A shiny app to display pre-computed simulation results
The above discussion was in regard to a single dataset under a single set of simulation parameters. To provide a much wider scope of simulation settings, we created a web-based shiny app, that serves up pre-computed results over a range of simulation parameters, including different datasets, sample sizes and so on.

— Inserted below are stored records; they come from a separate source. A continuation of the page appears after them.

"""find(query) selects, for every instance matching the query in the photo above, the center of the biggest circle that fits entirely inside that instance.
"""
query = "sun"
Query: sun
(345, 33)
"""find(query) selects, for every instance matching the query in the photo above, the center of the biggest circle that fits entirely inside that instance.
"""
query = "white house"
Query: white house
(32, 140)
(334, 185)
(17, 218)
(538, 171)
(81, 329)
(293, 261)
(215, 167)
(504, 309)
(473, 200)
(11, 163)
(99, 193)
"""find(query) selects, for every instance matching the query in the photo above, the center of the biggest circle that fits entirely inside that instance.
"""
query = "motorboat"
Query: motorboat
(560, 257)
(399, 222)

In addition, it allows users to plot results for only the subset of desired methods and metrics from Figure 4. While new methods can only be added to the shiny app by us, existing simulations can be easily recreated in a local R environment or additional settings can be added, as described in the Supplementary Note. In general, the conclusions observed from the broader range of simulation settings (e.g. different magnitudes of DE, sample sizes) are in agreement with those mentioned above (see also Supplementary Figure S11).
Across multiple simulations over a range of settings, edgeR-robust is somewhat liberal but maintains a strong power-to-achieved-FDR tradeoff
To complement the simulation results for individual parameter settings, we endeavored to create a compact summary of a wider range of simulations and explore another important aspect of the comparison: do methods accurately control false discovery rate? Figure 5 shows a series of 15 simulations divided into three different blocks based on the degree of difficulty: ‘hard’ (foldDiff ∈ [2, 2.2]), ‘medium’ (foldDiff ∈ [3, 3.3]) and ‘easy’ (foldDiff ∈ [6, 6.6]), including five simulations within each group to illustrate sampling variability. For each dataset, lines connect the true positive rates and achieved FDRs across three thresholds of the estimated FDR (0.02, 0.05, 0.1). The rest of the simulation parameters are kept fixed: the NB model parameters originate from the Pickrell dataset (10), there are 10 000 features, we consider a two-group comparison (5 versus 5), 10% of features are DE and each dataset contains 10% ‘S’ outliers; comparisons for 3 versus 3 and 10 versus 10 are shown in Supplementary Figure S12.
Figure 5.

Power-to-achieved-FDR across hard (foldDiff ∈ [2, 2.2]), medium (foldDiff ∈ [3, 3.3]) and easy (foldDiff ∈ [6, 6.6]) simulation settings. (a) No outliers; (b) 10% outliers. Y-axis shows TP rate and X-axis shows FD rate. Five simulations are shown for each method and each setting. Points are taken according to each method's FDR cutoffs at 0.02, 0.05 and 0.1.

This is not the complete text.